Companies are introducing new channels in order to compensate for the declining audience of flagship stations. Czech Television currently runs six channels: CT1, CT2, CT24, CT sport, CT:D and CT Art. NOVA group channels include NOVA, NOVA Cinema, Fanda TV, Smichov TV, Telka TV, NOVA Sport and NOVA Sport 2. Prima group consists of Prima Family, Prima COOL, Prima LOVE, Prima ZOOM, new channel Prima MAX, and is also planning to launch Prima Comedy Central.
TV stations also increased the number of programmes available on the internet, bringing them to a larger audience. TV NOVA has its video library Voyo.cz, Prima group runs PrimaPlay.cz , while the Czech TV offers its programmes via iVysílání.cz.
The market for TV advertising is dominated by Nova and Prima, while advertising on Czech Television is limited by the law to a minimum. Television is traditionally the strongest advertising medium in the country.

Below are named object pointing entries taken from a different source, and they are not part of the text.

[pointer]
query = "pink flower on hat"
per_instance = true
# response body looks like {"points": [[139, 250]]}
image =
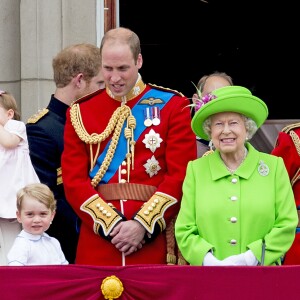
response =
{"points": [[205, 99]]}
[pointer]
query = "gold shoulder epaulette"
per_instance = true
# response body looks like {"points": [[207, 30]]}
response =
{"points": [[290, 127], [34, 118], [166, 89]]}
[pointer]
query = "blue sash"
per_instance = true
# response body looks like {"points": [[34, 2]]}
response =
{"points": [[121, 150]]}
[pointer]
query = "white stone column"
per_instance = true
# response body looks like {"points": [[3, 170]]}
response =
{"points": [[10, 65]]}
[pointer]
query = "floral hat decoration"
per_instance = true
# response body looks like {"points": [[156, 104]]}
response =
{"points": [[236, 99]]}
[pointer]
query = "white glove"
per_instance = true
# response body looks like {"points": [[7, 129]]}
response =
{"points": [[244, 259], [211, 260]]}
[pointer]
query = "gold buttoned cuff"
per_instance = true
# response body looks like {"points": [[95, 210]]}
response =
{"points": [[153, 211], [102, 214]]}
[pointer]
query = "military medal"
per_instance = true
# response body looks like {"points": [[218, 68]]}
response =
{"points": [[147, 117], [152, 166], [263, 169], [152, 140], [156, 116]]}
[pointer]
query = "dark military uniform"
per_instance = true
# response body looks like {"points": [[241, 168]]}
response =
{"points": [[45, 137]]}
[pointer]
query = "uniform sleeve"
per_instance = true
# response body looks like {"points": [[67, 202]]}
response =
{"points": [[286, 149]]}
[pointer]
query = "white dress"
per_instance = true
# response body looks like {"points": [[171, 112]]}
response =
{"points": [[16, 170]]}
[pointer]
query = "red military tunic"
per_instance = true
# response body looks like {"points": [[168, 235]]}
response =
{"points": [[161, 165], [288, 147]]}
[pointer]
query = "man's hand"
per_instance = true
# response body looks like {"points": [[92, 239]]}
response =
{"points": [[128, 236]]}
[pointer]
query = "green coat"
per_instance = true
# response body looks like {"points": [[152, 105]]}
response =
{"points": [[233, 213]]}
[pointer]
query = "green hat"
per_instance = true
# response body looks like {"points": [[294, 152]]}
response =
{"points": [[229, 99]]}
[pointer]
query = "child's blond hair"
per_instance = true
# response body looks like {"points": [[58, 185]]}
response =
{"points": [[7, 101], [38, 191]]}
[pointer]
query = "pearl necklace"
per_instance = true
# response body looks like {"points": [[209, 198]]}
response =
{"points": [[233, 170]]}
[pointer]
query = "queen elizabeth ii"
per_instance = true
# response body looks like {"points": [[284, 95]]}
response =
{"points": [[238, 206]]}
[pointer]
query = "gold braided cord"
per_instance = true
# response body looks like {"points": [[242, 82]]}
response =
{"points": [[115, 125]]}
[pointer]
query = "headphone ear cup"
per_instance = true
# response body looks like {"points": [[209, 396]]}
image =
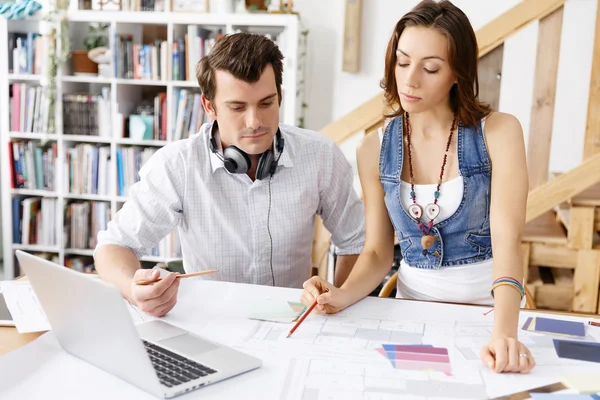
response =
{"points": [[263, 169], [236, 161]]}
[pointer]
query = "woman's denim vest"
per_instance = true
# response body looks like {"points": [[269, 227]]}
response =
{"points": [[464, 237]]}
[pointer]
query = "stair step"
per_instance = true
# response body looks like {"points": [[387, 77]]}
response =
{"points": [[563, 213], [545, 229], [589, 197]]}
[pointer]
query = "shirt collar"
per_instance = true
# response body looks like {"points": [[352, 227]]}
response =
{"points": [[285, 159]]}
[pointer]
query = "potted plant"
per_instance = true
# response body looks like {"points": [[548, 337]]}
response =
{"points": [[97, 37]]}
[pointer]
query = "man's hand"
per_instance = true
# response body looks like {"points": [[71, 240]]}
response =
{"points": [[156, 299]]}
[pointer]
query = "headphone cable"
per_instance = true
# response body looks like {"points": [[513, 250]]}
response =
{"points": [[269, 231]]}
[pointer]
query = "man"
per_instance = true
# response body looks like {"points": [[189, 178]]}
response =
{"points": [[243, 193]]}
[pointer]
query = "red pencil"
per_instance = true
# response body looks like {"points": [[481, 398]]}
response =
{"points": [[313, 305]]}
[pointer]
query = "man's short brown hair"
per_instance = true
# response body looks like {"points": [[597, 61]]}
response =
{"points": [[243, 55]]}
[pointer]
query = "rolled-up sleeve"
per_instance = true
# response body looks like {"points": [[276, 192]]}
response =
{"points": [[154, 207], [341, 209]]}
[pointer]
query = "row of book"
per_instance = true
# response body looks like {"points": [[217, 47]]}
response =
{"points": [[142, 5], [148, 122], [34, 221], [188, 113], [32, 165], [29, 106], [87, 113], [154, 61], [88, 170], [27, 53], [83, 221], [129, 162]]}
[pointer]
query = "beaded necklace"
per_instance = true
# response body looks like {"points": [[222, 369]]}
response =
{"points": [[432, 210]]}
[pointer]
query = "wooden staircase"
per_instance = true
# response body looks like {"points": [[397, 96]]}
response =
{"points": [[561, 242], [561, 251]]}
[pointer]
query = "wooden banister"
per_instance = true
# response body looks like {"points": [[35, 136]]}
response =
{"points": [[560, 189], [489, 37]]}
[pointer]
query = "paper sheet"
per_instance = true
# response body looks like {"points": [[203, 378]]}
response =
{"points": [[328, 357], [277, 311], [28, 315], [24, 307]]}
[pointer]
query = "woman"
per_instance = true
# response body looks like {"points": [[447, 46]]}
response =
{"points": [[429, 177]]}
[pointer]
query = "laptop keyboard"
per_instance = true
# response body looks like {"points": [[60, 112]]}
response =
{"points": [[173, 369]]}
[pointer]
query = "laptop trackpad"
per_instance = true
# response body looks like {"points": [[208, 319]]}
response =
{"points": [[188, 344]]}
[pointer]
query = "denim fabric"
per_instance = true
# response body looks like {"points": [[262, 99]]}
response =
{"points": [[464, 238]]}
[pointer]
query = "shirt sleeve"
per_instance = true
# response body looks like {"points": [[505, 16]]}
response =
{"points": [[340, 208], [154, 207]]}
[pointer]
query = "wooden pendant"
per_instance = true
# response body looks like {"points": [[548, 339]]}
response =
{"points": [[432, 211], [415, 211], [427, 241]]}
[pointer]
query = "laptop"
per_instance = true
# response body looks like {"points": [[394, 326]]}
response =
{"points": [[91, 321]]}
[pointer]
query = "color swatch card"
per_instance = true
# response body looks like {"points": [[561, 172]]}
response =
{"points": [[417, 357], [277, 311], [555, 326], [575, 350], [563, 396], [582, 383]]}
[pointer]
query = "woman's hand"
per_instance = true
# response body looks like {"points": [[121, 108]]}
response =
{"points": [[507, 354], [333, 301]]}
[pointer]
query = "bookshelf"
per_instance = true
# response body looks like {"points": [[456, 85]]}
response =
{"points": [[79, 173]]}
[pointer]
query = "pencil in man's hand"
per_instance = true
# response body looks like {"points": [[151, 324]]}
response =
{"points": [[313, 305], [178, 276]]}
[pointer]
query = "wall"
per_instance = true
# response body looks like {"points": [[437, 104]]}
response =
{"points": [[331, 93]]}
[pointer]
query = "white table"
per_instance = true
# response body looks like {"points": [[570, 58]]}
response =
{"points": [[328, 357]]}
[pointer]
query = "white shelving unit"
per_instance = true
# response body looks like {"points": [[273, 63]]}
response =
{"points": [[285, 28]]}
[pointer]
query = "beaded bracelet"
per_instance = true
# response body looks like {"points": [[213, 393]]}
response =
{"points": [[506, 280]]}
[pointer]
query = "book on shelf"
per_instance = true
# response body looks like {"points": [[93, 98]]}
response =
{"points": [[34, 221], [29, 105], [87, 170], [87, 113], [83, 221], [188, 113], [32, 165], [153, 61], [27, 53], [129, 162], [83, 264], [147, 122], [143, 5]]}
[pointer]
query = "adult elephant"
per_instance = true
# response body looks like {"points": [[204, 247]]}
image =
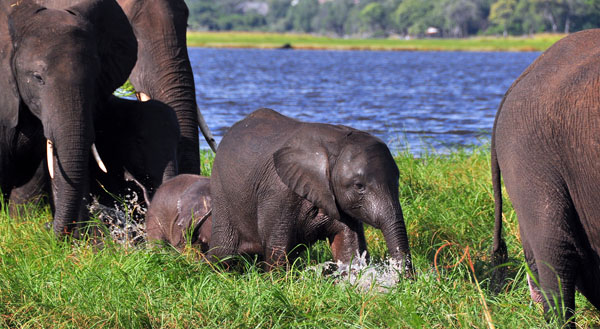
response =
{"points": [[56, 67], [546, 143], [278, 183], [138, 143], [163, 70]]}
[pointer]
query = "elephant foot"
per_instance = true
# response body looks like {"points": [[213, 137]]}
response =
{"points": [[534, 291]]}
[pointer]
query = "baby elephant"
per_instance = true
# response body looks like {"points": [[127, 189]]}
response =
{"points": [[180, 210], [278, 183]]}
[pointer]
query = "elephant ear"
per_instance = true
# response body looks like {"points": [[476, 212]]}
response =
{"points": [[117, 45], [306, 172], [9, 97]]}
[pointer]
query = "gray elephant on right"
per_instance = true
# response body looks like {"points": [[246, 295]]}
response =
{"points": [[546, 143], [278, 184]]}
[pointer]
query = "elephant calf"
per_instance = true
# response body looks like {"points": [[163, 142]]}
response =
{"points": [[278, 183], [181, 206]]}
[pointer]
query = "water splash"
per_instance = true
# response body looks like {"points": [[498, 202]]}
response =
{"points": [[125, 220], [359, 273]]}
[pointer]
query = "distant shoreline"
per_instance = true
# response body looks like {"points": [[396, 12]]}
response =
{"points": [[263, 40]]}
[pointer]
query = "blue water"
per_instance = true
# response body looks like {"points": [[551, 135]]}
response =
{"points": [[415, 100]]}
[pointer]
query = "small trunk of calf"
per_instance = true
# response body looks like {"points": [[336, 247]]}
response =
{"points": [[394, 232]]}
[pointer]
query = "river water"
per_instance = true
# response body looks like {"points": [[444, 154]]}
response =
{"points": [[418, 100]]}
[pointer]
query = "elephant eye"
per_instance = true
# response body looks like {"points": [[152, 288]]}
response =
{"points": [[38, 77], [359, 186]]}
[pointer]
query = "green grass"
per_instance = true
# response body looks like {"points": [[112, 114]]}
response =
{"points": [[49, 283], [305, 41]]}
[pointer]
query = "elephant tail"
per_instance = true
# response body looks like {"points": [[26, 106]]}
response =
{"points": [[499, 251]]}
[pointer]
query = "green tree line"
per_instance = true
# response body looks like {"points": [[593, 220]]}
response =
{"points": [[382, 18]]}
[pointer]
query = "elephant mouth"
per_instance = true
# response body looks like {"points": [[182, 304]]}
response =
{"points": [[50, 158]]}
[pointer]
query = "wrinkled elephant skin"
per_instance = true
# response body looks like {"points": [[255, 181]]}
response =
{"points": [[278, 183], [545, 143], [57, 65], [180, 210]]}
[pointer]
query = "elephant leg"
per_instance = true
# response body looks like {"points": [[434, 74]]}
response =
{"points": [[348, 243], [588, 283], [225, 239], [533, 277], [548, 240], [32, 191], [275, 228]]}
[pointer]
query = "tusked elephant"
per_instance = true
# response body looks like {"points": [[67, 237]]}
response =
{"points": [[163, 70], [56, 66], [138, 143], [278, 183], [181, 211], [546, 145]]}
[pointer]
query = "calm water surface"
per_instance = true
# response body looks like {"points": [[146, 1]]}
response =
{"points": [[415, 100]]}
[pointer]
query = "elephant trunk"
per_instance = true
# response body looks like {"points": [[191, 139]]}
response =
{"points": [[71, 175], [394, 231], [170, 171]]}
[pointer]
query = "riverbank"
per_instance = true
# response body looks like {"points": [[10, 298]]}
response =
{"points": [[305, 41], [49, 283]]}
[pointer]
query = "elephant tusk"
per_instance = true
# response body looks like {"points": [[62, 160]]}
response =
{"points": [[142, 97], [50, 158], [205, 131], [98, 159]]}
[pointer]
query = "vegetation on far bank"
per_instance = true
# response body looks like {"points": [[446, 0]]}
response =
{"points": [[306, 41], [381, 18], [49, 283]]}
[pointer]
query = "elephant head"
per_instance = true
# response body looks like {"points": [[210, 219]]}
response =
{"points": [[58, 65], [353, 178], [163, 70]]}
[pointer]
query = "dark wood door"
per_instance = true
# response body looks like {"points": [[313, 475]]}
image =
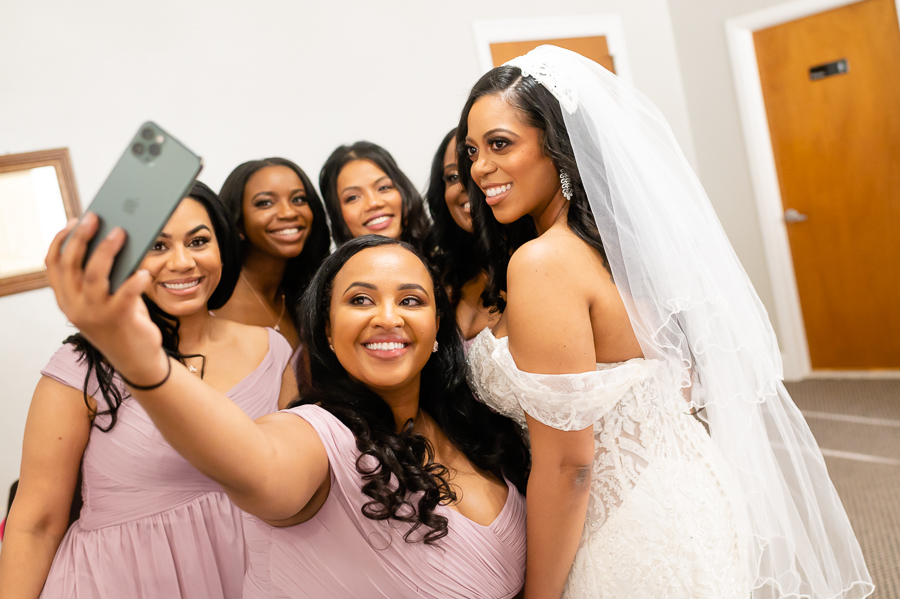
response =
{"points": [[836, 140]]}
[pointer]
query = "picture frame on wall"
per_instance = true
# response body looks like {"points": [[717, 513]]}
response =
{"points": [[37, 197]]}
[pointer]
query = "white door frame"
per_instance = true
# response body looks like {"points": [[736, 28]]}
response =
{"points": [[763, 174], [523, 30]]}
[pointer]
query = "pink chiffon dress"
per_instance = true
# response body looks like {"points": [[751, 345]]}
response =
{"points": [[152, 525], [339, 553]]}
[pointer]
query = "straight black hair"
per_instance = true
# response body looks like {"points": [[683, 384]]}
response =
{"points": [[449, 247], [404, 463], [541, 110], [229, 252], [300, 269], [414, 221]]}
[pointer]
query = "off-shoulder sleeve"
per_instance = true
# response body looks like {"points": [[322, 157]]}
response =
{"points": [[69, 368], [339, 442], [562, 401]]}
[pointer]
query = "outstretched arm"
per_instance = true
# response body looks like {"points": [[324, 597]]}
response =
{"points": [[550, 333], [270, 468]]}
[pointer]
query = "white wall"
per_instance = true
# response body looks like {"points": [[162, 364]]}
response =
{"points": [[237, 81], [699, 27]]}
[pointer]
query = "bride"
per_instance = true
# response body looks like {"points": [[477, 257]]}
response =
{"points": [[626, 317]]}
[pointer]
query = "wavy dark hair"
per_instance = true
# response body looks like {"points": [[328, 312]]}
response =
{"points": [[490, 441], [540, 110], [229, 251], [415, 221], [300, 269], [450, 247]]}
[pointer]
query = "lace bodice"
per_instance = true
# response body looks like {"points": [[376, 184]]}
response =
{"points": [[634, 407]]}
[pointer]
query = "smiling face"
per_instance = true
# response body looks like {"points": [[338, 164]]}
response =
{"points": [[184, 261], [508, 162], [370, 202], [383, 321], [277, 219], [454, 194]]}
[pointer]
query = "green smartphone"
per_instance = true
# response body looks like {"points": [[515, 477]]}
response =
{"points": [[144, 188]]}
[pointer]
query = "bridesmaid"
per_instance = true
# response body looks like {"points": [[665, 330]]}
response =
{"points": [[390, 481], [451, 242], [366, 193], [152, 525], [284, 239]]}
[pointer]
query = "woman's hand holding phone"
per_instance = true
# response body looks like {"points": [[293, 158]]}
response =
{"points": [[118, 325]]}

Television stations play a large role in the production of quality content for local film and TV. Czech TV has become a permanent partner of Czech filmmaking, with its in-house production sector Film Center coproducing many feature films, including Lost in Munich produced by Lucky Man Films, Home Care by Slávek Horák or Journey to Rome by Tomasz Mielnik (Background Films).
Czech TV is also the coproducer of almost all documentaries released in cinemas. Among the most interesting titles of 2015 are Helena Třeštíková’s Mallory (Negativ) and Andrea Sedláčková’s Life according to Vaclav Havel (a coproduction between Czech TV, ARTE and Negativ).
HBO Europe also coproduces Czech documentaries and produces its own drama series in co-operation with local production companies and filmmakers. In 2014 HBO broadcast its successful original series Over the Head and Ears directed by Jan Hřebejk and an original crime series Mamon directed by Vladimír Michálek in 2015.